Union buster set to be NLRB’s top lawyer

A union-busting lawyer who participated in a 1981 presidential decision that has, over the years, been disastrous for workers was nominated general counsel for the National Labor Relations Board (NLRB), the federal agency charged with protecting workers’ rights.

Peter Robb, a New England attorney, was nominated by President Trump as his choice to be the NLRB’s top lawyer. This is a four-year term, and the individual selected is responsible for investigating unfair labor practices. Robb is expected to assume the position in November.

In 1981, Robb was President Ronald Reagan’s attorney when the president fired more than 11,000 members of the Professional Air Traffic controllers Organization (PATCO) who went on strike at the nation’s airports.

Reagan’s decision to fire the controllers was a low point in labor history.

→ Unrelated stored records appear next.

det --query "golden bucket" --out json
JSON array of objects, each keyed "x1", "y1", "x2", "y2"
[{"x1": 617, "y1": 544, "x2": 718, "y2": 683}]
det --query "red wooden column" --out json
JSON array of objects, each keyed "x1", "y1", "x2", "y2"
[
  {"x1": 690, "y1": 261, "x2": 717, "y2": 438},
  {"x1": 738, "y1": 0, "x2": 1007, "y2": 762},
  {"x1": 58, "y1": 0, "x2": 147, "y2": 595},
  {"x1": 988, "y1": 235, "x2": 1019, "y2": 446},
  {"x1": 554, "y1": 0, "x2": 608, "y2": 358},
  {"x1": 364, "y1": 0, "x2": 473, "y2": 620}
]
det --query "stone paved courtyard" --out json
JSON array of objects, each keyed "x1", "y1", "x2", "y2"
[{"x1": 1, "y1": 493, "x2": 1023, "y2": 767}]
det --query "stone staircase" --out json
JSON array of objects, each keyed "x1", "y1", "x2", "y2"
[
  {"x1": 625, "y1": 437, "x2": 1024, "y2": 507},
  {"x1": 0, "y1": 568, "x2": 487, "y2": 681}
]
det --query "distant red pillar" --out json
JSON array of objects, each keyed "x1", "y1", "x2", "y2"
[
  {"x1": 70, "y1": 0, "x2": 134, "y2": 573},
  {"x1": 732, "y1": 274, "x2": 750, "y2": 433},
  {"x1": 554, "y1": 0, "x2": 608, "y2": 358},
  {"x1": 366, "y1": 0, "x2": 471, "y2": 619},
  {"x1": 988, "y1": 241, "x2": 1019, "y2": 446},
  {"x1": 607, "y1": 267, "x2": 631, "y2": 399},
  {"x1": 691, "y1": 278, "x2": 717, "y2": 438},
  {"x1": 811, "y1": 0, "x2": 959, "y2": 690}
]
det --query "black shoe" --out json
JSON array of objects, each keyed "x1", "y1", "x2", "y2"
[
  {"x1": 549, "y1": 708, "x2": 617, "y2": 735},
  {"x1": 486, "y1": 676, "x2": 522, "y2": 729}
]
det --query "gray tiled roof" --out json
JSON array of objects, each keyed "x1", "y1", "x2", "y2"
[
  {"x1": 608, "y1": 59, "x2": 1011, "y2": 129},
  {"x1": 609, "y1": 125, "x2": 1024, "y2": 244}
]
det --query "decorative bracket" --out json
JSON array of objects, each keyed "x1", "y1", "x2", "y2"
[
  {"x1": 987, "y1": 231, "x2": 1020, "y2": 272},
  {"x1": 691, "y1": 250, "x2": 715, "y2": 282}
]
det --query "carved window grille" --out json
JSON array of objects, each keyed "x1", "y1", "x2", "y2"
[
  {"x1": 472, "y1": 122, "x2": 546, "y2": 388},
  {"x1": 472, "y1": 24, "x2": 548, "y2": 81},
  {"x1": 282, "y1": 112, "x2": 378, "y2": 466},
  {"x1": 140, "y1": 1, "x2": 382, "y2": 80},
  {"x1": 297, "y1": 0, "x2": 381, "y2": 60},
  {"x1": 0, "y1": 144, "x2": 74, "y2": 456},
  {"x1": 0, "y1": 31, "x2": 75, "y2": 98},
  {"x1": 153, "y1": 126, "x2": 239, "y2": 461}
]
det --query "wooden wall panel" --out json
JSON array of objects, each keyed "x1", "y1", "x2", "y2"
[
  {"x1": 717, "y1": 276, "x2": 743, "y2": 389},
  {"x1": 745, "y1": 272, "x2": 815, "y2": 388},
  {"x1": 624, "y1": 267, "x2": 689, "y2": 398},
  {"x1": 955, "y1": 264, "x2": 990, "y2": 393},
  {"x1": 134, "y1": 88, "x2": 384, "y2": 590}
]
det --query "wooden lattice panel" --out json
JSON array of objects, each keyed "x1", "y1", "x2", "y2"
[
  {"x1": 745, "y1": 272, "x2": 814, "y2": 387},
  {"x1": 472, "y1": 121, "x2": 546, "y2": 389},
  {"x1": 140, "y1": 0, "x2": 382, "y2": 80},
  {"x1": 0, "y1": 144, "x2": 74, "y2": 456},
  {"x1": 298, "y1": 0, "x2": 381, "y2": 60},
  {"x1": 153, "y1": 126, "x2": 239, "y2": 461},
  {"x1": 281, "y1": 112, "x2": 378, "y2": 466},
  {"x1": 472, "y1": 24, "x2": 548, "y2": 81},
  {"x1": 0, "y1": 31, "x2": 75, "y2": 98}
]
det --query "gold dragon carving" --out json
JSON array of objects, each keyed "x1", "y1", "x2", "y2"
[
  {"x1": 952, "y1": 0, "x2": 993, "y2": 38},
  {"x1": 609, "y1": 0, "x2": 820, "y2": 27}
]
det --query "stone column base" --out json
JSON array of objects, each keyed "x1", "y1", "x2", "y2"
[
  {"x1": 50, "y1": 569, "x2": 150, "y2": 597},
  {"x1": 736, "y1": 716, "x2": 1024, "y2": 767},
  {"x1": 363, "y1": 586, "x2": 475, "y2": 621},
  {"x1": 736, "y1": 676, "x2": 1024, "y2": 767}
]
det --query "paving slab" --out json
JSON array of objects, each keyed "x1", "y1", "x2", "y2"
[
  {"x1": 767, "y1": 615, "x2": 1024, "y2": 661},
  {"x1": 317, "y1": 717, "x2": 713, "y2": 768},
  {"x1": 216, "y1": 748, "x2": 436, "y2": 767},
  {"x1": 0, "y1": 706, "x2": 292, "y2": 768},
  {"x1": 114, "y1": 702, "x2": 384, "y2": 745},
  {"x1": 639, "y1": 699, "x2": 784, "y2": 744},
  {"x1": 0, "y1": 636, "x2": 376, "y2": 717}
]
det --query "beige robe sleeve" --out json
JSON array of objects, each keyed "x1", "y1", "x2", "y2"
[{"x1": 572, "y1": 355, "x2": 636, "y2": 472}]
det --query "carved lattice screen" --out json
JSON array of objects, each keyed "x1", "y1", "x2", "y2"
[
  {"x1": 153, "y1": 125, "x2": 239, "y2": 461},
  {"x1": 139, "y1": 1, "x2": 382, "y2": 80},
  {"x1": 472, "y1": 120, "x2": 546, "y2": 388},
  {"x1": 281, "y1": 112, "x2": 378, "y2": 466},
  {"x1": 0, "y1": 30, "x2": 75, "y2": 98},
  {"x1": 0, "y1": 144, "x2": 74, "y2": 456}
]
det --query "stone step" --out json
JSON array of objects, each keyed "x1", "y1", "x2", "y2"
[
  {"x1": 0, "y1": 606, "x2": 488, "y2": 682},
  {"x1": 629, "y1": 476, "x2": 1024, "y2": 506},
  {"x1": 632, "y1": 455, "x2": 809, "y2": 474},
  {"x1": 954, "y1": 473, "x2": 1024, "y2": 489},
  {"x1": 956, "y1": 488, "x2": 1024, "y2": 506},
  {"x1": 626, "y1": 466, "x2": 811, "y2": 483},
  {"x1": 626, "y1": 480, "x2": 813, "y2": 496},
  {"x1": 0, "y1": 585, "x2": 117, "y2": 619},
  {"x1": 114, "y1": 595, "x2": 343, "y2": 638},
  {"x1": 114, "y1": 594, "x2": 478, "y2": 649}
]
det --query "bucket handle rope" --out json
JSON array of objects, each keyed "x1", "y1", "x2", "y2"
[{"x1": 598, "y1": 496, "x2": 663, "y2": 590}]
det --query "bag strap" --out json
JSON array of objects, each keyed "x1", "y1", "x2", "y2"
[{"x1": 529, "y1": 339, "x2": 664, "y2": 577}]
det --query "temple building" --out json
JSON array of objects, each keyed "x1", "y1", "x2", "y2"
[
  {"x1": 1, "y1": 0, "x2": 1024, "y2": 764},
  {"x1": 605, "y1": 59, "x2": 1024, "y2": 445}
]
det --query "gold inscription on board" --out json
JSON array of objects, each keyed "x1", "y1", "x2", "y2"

It has proven to be a major factor in the diminishment of organized labor’s strength in collective bargaining with employers over the past 36 years. It effectively limited, if not entirely eliminated, the unions’ right to strike, and set the stage for an all-out attack on organizing rights.

Before Reagan’s decision to break the PATCO strike, strikebreaking – the hiring of scabs to replace strikers – was uncommon, even considered immoral by some employers. During a strike, the strikebound companies almost always continued to engage in collective bargaining with the union.

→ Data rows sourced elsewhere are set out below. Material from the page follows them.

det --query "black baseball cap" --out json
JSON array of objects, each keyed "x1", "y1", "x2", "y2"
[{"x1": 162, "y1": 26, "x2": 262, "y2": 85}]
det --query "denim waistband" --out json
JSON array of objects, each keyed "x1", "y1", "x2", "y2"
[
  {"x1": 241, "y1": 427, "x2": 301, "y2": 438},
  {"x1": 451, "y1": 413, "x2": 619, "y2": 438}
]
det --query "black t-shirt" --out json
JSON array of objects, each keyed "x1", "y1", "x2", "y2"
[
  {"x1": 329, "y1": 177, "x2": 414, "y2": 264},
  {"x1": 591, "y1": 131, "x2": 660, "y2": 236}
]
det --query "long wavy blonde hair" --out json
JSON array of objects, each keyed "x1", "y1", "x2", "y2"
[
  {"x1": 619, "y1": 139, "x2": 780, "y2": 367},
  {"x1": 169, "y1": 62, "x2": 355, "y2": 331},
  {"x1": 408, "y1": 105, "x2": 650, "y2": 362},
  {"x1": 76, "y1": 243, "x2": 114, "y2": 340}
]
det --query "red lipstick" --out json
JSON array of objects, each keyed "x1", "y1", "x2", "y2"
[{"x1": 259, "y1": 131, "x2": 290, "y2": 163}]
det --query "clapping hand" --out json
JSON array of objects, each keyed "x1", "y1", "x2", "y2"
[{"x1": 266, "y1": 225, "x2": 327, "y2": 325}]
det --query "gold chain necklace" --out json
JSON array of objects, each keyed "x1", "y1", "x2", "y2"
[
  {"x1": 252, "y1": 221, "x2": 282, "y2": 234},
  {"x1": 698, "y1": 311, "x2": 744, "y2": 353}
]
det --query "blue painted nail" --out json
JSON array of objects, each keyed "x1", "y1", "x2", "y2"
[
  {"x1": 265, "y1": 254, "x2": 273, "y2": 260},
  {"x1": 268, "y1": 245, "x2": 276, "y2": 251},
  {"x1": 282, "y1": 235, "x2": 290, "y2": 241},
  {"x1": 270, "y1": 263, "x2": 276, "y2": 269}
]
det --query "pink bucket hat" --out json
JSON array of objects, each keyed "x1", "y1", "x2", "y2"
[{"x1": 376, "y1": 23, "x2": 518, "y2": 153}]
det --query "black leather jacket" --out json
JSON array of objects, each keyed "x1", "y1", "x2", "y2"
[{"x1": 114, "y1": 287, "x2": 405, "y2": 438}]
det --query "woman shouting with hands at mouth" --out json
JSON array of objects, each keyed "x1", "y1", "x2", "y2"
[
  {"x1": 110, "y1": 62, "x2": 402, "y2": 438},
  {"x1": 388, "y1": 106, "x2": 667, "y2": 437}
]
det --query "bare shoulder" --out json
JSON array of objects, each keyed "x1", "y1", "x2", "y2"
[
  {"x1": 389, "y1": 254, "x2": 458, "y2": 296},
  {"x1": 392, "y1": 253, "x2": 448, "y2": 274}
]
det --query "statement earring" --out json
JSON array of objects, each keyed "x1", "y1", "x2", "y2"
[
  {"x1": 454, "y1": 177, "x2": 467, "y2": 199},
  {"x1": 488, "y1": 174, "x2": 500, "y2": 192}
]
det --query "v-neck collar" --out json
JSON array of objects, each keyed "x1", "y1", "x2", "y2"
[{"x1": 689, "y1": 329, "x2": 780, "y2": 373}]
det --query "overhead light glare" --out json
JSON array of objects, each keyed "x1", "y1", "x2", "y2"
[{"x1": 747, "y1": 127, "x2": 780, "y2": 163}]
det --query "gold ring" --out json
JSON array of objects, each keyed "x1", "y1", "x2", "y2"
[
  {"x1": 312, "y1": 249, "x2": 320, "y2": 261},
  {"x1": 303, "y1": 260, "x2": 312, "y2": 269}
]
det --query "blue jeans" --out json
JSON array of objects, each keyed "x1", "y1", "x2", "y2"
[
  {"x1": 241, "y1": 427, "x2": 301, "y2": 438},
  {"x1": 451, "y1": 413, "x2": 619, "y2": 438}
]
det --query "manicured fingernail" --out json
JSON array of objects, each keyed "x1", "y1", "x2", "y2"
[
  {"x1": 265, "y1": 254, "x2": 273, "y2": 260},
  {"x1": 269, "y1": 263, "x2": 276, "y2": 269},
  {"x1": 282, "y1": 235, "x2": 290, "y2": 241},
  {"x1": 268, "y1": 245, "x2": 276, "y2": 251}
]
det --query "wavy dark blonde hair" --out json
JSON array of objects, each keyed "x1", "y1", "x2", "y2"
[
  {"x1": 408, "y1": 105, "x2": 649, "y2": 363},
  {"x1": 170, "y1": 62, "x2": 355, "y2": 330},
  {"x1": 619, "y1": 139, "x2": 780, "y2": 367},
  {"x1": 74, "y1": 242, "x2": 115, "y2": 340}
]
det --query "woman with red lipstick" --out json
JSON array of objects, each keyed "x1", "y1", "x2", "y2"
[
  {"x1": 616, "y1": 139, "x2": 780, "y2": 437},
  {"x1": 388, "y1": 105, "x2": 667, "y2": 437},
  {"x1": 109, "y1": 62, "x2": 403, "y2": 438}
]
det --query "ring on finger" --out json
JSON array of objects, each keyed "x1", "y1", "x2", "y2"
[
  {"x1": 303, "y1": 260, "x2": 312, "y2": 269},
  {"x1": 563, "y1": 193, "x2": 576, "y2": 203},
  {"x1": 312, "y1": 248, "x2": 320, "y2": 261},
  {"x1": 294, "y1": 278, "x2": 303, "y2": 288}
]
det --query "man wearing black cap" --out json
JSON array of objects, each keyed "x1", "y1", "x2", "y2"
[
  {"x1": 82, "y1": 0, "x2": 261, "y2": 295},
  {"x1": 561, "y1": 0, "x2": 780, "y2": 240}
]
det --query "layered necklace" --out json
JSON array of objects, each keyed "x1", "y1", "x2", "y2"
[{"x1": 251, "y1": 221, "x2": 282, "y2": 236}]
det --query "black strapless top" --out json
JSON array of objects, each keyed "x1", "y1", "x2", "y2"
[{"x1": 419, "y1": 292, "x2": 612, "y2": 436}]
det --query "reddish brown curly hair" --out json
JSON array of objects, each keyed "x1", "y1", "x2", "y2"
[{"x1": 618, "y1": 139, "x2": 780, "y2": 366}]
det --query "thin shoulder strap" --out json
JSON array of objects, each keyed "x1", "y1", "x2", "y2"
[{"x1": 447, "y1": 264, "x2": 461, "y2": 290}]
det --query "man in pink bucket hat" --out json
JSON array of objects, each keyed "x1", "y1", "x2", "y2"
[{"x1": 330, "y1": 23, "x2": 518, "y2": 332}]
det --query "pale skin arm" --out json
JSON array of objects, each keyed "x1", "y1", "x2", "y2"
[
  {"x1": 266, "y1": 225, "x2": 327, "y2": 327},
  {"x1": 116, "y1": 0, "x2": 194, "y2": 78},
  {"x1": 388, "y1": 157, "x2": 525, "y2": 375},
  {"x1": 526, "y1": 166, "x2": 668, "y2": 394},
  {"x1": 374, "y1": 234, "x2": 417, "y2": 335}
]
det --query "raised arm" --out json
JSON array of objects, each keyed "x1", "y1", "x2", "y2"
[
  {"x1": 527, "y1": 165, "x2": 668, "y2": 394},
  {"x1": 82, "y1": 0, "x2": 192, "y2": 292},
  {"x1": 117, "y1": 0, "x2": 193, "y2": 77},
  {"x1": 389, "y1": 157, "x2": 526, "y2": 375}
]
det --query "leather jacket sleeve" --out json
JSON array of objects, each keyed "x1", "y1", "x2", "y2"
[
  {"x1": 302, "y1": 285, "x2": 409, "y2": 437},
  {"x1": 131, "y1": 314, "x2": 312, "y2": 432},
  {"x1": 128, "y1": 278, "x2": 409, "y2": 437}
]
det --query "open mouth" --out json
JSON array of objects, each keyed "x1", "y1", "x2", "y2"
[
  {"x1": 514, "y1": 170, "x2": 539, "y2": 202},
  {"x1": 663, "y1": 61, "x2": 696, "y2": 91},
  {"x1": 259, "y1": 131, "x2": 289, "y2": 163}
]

But when private sector employers saw that Reagan was able to get away with it, they saw an opportunity. They began to copycat Reagan’s hard line when their workers went on strike. Money talked and workers walked.

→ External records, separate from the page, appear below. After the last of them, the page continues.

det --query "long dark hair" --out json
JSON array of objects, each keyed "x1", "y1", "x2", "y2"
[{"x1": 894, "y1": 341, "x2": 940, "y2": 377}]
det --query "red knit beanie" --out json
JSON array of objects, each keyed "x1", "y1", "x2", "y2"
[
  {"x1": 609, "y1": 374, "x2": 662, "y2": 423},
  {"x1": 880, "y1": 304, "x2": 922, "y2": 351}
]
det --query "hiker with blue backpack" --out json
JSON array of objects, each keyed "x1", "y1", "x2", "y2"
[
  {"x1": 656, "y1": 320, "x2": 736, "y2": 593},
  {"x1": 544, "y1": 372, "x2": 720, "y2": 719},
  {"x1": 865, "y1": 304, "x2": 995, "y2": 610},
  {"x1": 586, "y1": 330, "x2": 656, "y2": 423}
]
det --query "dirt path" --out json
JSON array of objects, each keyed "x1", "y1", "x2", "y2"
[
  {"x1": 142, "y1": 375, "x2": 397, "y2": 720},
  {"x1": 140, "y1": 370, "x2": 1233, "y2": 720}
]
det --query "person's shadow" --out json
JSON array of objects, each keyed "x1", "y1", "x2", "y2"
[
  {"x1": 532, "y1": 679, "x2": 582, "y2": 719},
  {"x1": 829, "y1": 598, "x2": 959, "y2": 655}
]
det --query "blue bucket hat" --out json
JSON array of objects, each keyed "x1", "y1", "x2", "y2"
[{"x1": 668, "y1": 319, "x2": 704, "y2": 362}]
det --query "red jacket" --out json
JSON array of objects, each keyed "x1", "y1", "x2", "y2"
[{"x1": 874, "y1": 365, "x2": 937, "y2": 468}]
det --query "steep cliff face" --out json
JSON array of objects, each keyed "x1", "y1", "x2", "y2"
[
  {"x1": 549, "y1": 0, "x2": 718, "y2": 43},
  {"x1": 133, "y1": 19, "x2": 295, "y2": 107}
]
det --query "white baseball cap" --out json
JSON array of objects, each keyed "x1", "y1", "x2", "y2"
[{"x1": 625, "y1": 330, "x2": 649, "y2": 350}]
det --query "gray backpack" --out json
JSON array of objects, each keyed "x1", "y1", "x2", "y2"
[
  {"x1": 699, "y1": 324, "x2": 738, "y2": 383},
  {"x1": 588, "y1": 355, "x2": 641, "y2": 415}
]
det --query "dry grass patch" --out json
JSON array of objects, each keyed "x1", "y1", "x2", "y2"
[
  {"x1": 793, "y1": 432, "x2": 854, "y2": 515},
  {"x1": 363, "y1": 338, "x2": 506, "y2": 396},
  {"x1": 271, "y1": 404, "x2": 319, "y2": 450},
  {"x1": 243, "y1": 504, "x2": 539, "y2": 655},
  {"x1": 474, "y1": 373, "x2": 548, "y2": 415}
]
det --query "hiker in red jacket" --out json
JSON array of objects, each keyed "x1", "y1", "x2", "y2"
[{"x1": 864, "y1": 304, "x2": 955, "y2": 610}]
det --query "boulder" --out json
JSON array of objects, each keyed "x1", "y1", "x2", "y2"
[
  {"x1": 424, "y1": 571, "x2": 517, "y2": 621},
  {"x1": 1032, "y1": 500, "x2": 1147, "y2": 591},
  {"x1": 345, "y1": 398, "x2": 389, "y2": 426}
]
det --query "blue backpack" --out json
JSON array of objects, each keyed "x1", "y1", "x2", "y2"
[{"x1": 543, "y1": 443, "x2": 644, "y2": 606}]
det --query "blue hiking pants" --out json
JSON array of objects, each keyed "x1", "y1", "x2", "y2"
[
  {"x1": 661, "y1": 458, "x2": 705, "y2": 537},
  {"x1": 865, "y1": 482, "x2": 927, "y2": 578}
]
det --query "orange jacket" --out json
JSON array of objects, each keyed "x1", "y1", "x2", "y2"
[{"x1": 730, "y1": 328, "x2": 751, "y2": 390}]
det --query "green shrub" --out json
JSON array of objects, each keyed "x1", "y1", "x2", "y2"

The late Robert Waldron, former Republican Speaker of the Michigan House of Representatives, when asked why the GOP didn’t support such activities before 1980, said “because we had respect for our workers.” That respect disappeared after PATCO.

Now, 36 years later, Robb has been nominated by President Trump to serve as general counsel of the NLRB, the federal agency charged with protecting the rights, wages and working conditions of workers.

In 1981, Robb filed unfair labor practice charges against PATCO on behalf of the Federal Labor Relations after the court ruled that the controllers’ strike was illegal. The FLRA case led to the decertification of PATCO, and Reagan subsequently banned most of the striking workers from federal service for the rest of their lives.

Robb’s high-profile union-busting activities didn’t end with PATCO. In 2014 he was hired by Dominion Nuclear power plant when the International Brotherhood of Electrical Workers (IPEW) began organizing the company’s workers.

His law firm’s website boasts that Robb represented a major national corporation in a National Labor Relations Board representation case proceeding, which had 34 days of hearings over three months to resolve 80 contested classifications covering hundreds of employees.

The Trump administration’s previous NLRB nominees all have connections to union busting, and the expected nomination of Robb would effectively make the NLRB – responsible for protecting workers’ rights – an anti-labor agency. Many unions warned their members before the election that Donald Trump was not and never will be supportive of working men and women.